TVRINews, Bandung
Wakil Menteri Dalam Negeri (Wamendagri) Bima Arya Sugiarto menekankan pentingnya penguatan adab, karakter, dan keimanan bagi generasi Z di tengah pesatnya perkembangan ilmu pengetahuan dan teknologi.
Menurut Bima, kecerdasan intelektual dan penguasaan ilmu pengetahuan harus berjalan beriringan dengan nilai-nilai moral agar generasi muda mampu menjadi pemimpin yang bijaksana dan berintegritas.
“Yang perlu dititipkan kepada Gen-Z hari ini, kepada calon pemimpin masa depan adalah dua hal: pertama adalah kompetensi atau sains atau ilmu, dan kedua adalah karakter dan wisdom. Tentu kita semua sepakat bahwa karakter atau wisdom di atas semua, adab di atas ilmu,” ujar Bima dalam Opening Speech Musyawarah Kerja Nasional I Pimpinan Pusat (PP) Pemuda Persatuan Islam (PERSIS) di Aula Gedung Merdeka, Bandung, Jawa Barat, Sabtu, 12 September 2026.
Bima mengingatkan, penguasaan ilmu pengetahuan dan teknologi tanpa fondasi moral dapat membuat seseorang kehilangan arah.

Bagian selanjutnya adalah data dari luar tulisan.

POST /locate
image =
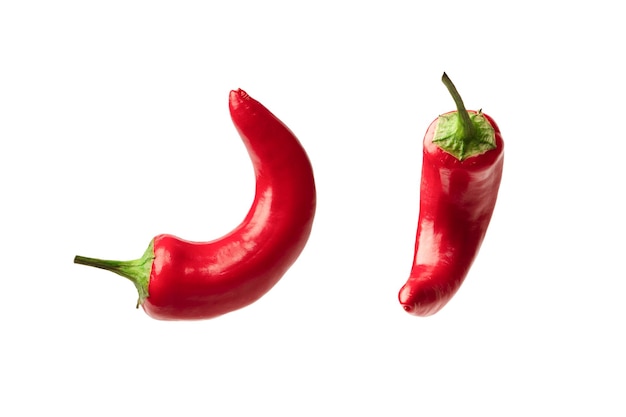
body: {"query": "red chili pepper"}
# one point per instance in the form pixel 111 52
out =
pixel 461 173
pixel 181 280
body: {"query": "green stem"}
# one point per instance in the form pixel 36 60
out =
pixel 466 122
pixel 137 271
pixel 463 134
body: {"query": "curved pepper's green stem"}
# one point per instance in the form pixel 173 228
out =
pixel 138 271
pixel 461 133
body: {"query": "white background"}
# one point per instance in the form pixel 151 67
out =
pixel 114 127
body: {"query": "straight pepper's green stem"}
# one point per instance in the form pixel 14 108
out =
pixel 466 122
pixel 138 271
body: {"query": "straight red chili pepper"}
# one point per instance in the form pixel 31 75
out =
pixel 182 280
pixel 461 173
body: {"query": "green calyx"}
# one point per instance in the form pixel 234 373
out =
pixel 463 134
pixel 138 271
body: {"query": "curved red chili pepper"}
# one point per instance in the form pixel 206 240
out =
pixel 461 173
pixel 182 280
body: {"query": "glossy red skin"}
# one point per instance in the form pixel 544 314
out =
pixel 190 280
pixel 457 199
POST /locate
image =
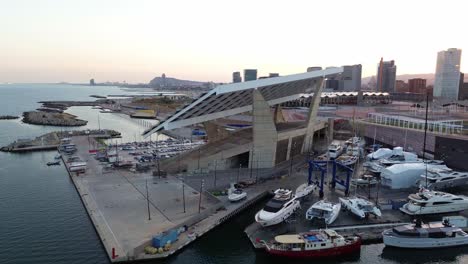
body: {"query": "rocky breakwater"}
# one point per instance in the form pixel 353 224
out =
pixel 52 119
pixel 8 117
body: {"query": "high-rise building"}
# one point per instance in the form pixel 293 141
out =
pixel 401 86
pixel 236 77
pixel 250 75
pixel 447 77
pixel 417 85
pixel 386 76
pixel 314 68
pixel 350 79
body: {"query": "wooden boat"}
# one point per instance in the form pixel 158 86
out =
pixel 313 245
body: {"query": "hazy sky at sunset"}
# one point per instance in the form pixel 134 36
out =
pixel 65 40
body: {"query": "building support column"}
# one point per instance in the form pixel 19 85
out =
pixel 313 110
pixel 265 136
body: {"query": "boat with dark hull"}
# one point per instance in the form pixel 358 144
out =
pixel 425 236
pixel 314 245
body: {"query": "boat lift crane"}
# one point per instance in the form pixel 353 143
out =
pixel 316 165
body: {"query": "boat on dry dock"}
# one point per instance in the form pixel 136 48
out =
pixel 434 202
pixel 278 209
pixel 313 245
pixel 304 190
pixel 323 210
pixel 360 207
pixel 425 236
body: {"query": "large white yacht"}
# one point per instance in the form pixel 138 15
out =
pixel 439 179
pixel 278 209
pixel 334 150
pixel 360 207
pixel 423 236
pixel 434 202
pixel 324 210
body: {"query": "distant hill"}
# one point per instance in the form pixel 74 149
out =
pixel 405 77
pixel 173 82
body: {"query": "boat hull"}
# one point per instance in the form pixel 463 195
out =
pixel 423 243
pixel 349 249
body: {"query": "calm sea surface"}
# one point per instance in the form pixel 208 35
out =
pixel 42 219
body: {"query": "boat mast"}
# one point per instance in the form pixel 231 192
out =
pixel 425 135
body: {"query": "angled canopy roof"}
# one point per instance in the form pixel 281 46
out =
pixel 235 98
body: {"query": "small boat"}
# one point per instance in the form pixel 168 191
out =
pixel 313 245
pixel 334 150
pixel 324 210
pixel 434 202
pixel 360 207
pixel 445 178
pixel 52 163
pixel 278 209
pixel 347 160
pixel 236 194
pixel 304 190
pixel 425 236
pixel 364 181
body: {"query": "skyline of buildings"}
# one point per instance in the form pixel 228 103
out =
pixel 386 76
pixel 250 75
pixel 447 75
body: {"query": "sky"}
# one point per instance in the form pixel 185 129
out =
pixel 137 40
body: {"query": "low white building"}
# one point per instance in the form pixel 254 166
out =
pixel 401 176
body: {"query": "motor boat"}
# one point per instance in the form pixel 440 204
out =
pixel 425 236
pixel 278 209
pixel 434 202
pixel 360 207
pixel 236 194
pixel 364 180
pixel 313 245
pixel 324 210
pixel 334 150
pixel 304 190
pixel 439 179
pixel 347 160
pixel 355 146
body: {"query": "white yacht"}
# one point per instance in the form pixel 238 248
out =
pixel 434 202
pixel 304 190
pixel 425 236
pixel 347 160
pixel 360 207
pixel 355 146
pixel 324 210
pixel 335 149
pixel 278 209
pixel 439 179
pixel 236 194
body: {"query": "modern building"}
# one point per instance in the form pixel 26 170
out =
pixel 350 80
pixel 314 68
pixel 250 75
pixel 273 75
pixel 463 91
pixel 386 76
pixel 447 77
pixel 417 85
pixel 401 86
pixel 236 77
pixel 332 84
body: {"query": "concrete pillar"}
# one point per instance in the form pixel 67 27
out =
pixel 265 136
pixel 313 110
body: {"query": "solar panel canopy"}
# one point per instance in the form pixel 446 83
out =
pixel 235 98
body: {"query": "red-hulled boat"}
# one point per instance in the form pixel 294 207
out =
pixel 320 244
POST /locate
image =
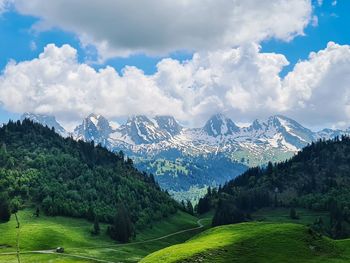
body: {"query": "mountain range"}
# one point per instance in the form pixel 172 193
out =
pixel 179 156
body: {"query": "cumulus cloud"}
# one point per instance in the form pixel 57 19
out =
pixel 242 82
pixel 318 90
pixel 121 28
pixel 4 5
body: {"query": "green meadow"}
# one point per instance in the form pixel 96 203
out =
pixel 44 234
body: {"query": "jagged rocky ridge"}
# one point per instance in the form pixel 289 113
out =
pixel 180 155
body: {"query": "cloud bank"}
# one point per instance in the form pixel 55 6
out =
pixel 241 82
pixel 153 27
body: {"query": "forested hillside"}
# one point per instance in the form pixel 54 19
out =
pixel 62 176
pixel 317 178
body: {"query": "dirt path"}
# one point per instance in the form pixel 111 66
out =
pixel 52 251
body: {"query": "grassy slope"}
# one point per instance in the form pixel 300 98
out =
pixel 255 242
pixel 74 235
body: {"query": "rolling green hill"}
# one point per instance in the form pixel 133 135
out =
pixel 44 233
pixel 317 178
pixel 255 242
pixel 64 177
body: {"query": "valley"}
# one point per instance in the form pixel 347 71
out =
pixel 184 158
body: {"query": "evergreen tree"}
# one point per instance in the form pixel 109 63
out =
pixel 5 211
pixel 96 227
pixel 293 213
pixel 203 205
pixel 122 228
pixel 189 207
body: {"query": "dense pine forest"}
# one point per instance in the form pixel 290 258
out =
pixel 317 178
pixel 61 176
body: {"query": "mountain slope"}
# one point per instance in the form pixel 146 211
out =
pixel 254 242
pixel 75 178
pixel 227 148
pixel 316 178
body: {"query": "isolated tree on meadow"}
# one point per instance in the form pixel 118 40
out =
pixel 122 228
pixel 5 211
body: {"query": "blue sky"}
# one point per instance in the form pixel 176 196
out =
pixel 20 42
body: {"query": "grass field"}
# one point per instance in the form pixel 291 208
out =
pixel 256 242
pixel 45 233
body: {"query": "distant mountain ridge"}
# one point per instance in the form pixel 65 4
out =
pixel 148 140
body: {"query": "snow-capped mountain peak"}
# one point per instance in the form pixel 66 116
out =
pixel 168 124
pixel 219 124
pixel 94 128
pixel 46 120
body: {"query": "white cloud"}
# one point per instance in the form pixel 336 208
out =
pixel 4 5
pixel 121 28
pixel 241 82
pixel 318 90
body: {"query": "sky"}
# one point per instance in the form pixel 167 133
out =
pixel 191 59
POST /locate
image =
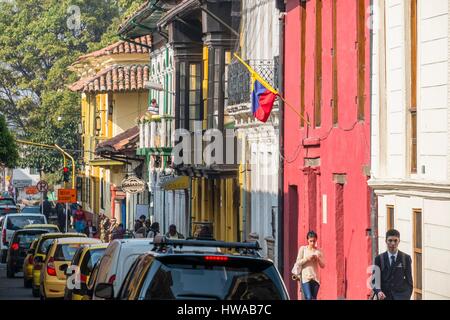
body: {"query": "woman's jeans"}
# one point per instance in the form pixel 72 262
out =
pixel 310 290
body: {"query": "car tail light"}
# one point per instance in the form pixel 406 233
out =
pixel 112 279
pixel 51 271
pixel 216 258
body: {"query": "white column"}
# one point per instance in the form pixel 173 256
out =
pixel 141 135
pixel 147 135
pixel 152 134
pixel 163 132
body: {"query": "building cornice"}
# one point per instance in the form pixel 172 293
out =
pixel 404 187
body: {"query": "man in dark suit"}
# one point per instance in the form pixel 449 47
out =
pixel 395 266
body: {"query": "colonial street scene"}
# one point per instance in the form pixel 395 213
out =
pixel 224 150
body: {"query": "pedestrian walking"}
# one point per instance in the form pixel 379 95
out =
pixel 61 216
pixel 90 230
pixel 139 227
pixel 104 226
pixel 395 280
pixel 112 228
pixel 154 230
pixel 306 267
pixel 173 233
pixel 79 219
pixel 47 207
pixel 118 232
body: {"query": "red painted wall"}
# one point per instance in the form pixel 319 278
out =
pixel 343 150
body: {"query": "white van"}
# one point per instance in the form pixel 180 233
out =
pixel 117 260
pixel 13 222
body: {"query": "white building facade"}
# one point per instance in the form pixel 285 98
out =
pixel 259 141
pixel 411 135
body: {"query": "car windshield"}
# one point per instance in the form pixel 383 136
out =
pixel 65 252
pixel 26 239
pixel 196 278
pixel 7 202
pixel 45 245
pixel 18 222
pixel 90 259
pixel 31 210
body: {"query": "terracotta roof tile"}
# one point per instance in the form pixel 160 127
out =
pixel 114 78
pixel 120 142
pixel 121 47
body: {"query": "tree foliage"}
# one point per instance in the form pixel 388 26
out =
pixel 8 148
pixel 39 40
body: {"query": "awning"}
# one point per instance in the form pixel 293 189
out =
pixel 144 20
pixel 175 183
pixel 183 9
pixel 105 163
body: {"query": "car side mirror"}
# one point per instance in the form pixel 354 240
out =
pixel 64 267
pixel 38 259
pixel 104 291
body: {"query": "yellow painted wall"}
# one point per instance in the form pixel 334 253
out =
pixel 127 108
pixel 213 200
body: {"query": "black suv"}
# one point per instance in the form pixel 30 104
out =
pixel 199 269
pixel 20 244
pixel 7 205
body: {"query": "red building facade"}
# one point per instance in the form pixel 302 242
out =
pixel 327 156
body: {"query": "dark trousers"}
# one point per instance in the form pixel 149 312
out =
pixel 310 290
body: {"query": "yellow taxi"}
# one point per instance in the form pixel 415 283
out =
pixel 28 265
pixel 53 275
pixel 49 227
pixel 40 255
pixel 83 263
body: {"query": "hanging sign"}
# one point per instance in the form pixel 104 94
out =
pixel 133 185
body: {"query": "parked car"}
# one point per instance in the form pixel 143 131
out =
pixel 84 259
pixel 59 257
pixel 13 222
pixel 20 244
pixel 195 272
pixel 34 209
pixel 7 205
pixel 28 265
pixel 48 227
pixel 118 258
pixel 40 254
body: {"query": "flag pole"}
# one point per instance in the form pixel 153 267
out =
pixel 254 73
pixel 293 109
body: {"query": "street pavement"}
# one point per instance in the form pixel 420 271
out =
pixel 13 289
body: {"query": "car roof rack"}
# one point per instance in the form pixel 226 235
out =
pixel 162 242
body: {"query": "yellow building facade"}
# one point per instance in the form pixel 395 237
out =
pixel 113 97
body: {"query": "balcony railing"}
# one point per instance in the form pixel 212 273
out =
pixel 156 132
pixel 239 79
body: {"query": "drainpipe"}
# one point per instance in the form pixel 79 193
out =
pixel 280 253
pixel 373 197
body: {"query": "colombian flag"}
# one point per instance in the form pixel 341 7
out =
pixel 263 98
pixel 263 95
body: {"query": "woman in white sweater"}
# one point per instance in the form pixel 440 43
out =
pixel 309 259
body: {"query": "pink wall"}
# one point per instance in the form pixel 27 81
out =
pixel 343 150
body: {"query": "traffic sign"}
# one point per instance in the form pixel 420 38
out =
pixel 42 186
pixel 67 195
pixel 31 190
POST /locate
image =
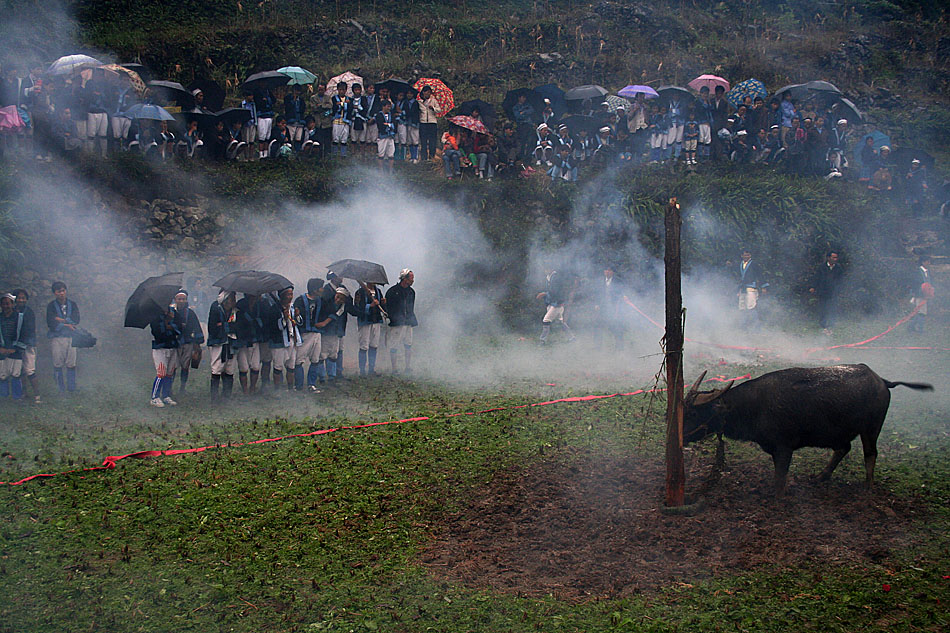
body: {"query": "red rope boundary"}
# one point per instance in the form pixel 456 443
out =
pixel 109 462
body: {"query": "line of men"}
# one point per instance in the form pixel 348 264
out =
pixel 272 336
pixel 18 341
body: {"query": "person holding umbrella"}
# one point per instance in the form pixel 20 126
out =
pixel 401 306
pixel 166 339
pixel 282 327
pixel 307 306
pixel 192 337
pixel 369 319
pixel 222 332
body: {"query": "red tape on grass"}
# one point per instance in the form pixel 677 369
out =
pixel 109 462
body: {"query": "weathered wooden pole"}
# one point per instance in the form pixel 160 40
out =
pixel 675 472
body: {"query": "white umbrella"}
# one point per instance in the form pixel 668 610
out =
pixel 71 63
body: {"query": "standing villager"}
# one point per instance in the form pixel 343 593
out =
pixel 62 317
pixel 341 111
pixel 369 320
pixel 401 306
pixel 826 288
pixel 555 297
pixel 923 293
pixel 750 282
pixel 249 326
pixel 166 339
pixel 308 306
pixel 29 339
pixel 283 327
pixel 222 332
pixel 192 337
pixel 428 122
pixel 12 347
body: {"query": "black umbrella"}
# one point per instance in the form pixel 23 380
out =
pixel 577 122
pixel 230 115
pixel 589 91
pixel 151 299
pixel 395 86
pixel 511 98
pixel 903 156
pixel 171 91
pixel 485 109
pixel 360 270
pixel 267 80
pixel 213 93
pixel 253 282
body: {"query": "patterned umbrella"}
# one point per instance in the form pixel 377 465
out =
pixel 347 77
pixel 470 124
pixel 631 92
pixel 441 92
pixel 709 81
pixel 298 76
pixel 748 88
pixel 71 63
pixel 129 75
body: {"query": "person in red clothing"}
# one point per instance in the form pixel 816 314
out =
pixel 451 157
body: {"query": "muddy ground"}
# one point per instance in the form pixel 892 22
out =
pixel 585 527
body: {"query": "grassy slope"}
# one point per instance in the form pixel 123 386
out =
pixel 321 534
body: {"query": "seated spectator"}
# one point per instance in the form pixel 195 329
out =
pixel 881 179
pixel 451 156
pixel 191 140
pixel 563 167
pixel 485 155
pixel 64 132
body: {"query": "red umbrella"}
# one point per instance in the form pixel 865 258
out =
pixel 442 93
pixel 470 123
pixel 710 81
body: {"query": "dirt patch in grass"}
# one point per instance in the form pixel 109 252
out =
pixel 587 528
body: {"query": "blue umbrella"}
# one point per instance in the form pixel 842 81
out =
pixel 298 76
pixel 631 92
pixel 880 140
pixel 748 88
pixel 149 111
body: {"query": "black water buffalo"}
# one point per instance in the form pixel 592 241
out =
pixel 785 410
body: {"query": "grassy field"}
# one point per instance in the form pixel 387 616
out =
pixel 325 533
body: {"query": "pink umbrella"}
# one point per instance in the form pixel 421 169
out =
pixel 349 78
pixel 10 120
pixel 470 123
pixel 709 81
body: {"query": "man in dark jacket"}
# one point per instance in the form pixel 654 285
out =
pixel 826 288
pixel 166 338
pixel 29 339
pixel 401 306
pixel 192 337
pixel 11 348
pixel 62 317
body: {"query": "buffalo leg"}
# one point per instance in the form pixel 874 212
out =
pixel 782 457
pixel 836 458
pixel 869 442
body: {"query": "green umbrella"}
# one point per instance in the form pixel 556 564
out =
pixel 298 76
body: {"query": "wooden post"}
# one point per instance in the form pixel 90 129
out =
pixel 675 472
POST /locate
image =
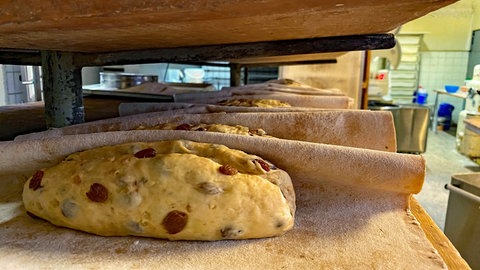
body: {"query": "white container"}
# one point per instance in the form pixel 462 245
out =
pixel 194 75
pixel 476 73
pixel 174 75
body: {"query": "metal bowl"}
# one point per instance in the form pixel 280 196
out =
pixel 120 80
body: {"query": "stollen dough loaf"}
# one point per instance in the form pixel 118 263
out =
pixel 178 190
pixel 264 103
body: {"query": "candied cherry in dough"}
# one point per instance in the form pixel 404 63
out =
pixel 97 193
pixel 36 181
pixel 175 221
pixel 146 153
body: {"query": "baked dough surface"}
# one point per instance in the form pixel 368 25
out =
pixel 220 128
pixel 264 103
pixel 178 190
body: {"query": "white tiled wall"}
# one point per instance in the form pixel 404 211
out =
pixel 440 68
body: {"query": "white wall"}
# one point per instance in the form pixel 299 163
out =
pixel 3 88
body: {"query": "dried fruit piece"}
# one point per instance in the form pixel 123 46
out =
pixel 209 188
pixel 228 169
pixel 175 221
pixel 231 232
pixel 32 215
pixel 69 209
pixel 146 153
pixel 97 193
pixel 36 181
pixel 263 164
pixel 183 127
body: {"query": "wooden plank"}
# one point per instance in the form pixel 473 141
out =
pixel 234 52
pixel 111 25
pixel 438 239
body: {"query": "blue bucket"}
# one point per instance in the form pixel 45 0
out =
pixel 444 115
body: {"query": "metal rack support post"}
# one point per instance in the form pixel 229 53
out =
pixel 62 89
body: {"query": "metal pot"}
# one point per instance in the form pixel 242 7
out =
pixel 121 80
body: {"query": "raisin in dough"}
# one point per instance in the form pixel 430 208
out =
pixel 220 128
pixel 178 190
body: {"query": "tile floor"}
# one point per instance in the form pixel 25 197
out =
pixel 442 160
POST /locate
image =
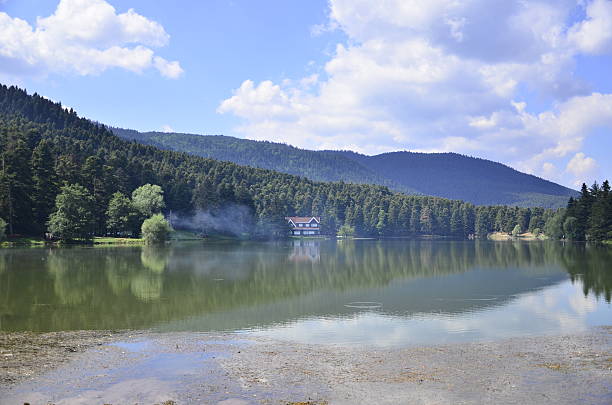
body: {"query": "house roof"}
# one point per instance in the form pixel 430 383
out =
pixel 302 220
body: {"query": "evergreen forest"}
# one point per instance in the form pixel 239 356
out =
pixel 48 152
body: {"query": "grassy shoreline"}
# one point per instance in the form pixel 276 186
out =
pixel 28 241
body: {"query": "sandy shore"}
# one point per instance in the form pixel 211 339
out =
pixel 225 369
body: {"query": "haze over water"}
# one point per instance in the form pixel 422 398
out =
pixel 384 293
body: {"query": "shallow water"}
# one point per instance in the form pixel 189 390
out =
pixel 385 293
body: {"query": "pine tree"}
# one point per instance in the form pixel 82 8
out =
pixel 73 216
pixel 45 187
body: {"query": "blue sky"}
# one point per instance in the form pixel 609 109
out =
pixel 523 83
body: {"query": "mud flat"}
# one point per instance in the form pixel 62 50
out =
pixel 237 369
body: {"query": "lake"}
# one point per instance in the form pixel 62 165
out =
pixel 385 293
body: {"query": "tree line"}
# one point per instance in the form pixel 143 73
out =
pixel 45 149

Sehingga, generasi muda yang menjadi bagian besar dari kelompok usia produktif perlu membangun keseimbangan antara kompetensi keilmuan, karakter, dan kedalaman spiritual.
Ia juga mendorong Pemuda PERSIS menerjemahkan nilai-nilai dakwah ke dalam kontribusi nyata bagi masyarakat, termasuk dalam memperkuat kualitas pemerintahan dan pelayanan publik.
Menurut Bima, lingkungan pergaulan turut berperan dalam membentuk karakter dan menentukan arah kepemimpinan seseorang. Karena itu, ia mengingatkan para kader muda agar menjaga lingkaran pertemanan dan memastikan orang-orang terdekat mereka memiliki nilai serta kredibilitas yang baik.
Selain penguatan karakter, Bima menyoroti tantangan Indonesia untuk bertransformasi menjadi negara berpendapatan tinggi.
Ia mengungkapkan berdasarkan data Bank Dunia, hanya 34 dari 142 negara berpendapatan menengah yang berhasil bertransformasi menjadi negara berpendapatan tinggi sejak 1990-an.
Sementara, data SUPAS 2025 menunjukkan generasi Z dan milenial secara gabungan mencakup hampir 50 persen dari total populasi Indonesia.
Menurut Bima, besarnya populasi generasi muda tersebut merupakan peluang sekaligus tantangan yang harus dikelola secara tepat. Terlebih, periode bonus demografi tidak berlangsung selamanya dan waktunya dapat berbeda di setiap daerah.
Ia menegaskan generasi muda perlu memanfaatkan momentum tersebut dengan terus meningkatkan kapasitas sekaligus membangun jejaring dengan lingkungan yang dapat mendukung kepemimpinan mereka di masa depan.
“Stay in orbit. Bercita-cita menjadi pemimpin besar, tetap stay di orbit para pemimpin, jangan keluar dari orbit ini karena di situlah Anda akan dibesarkan oleh sesama pemimpin,” tutur Bima.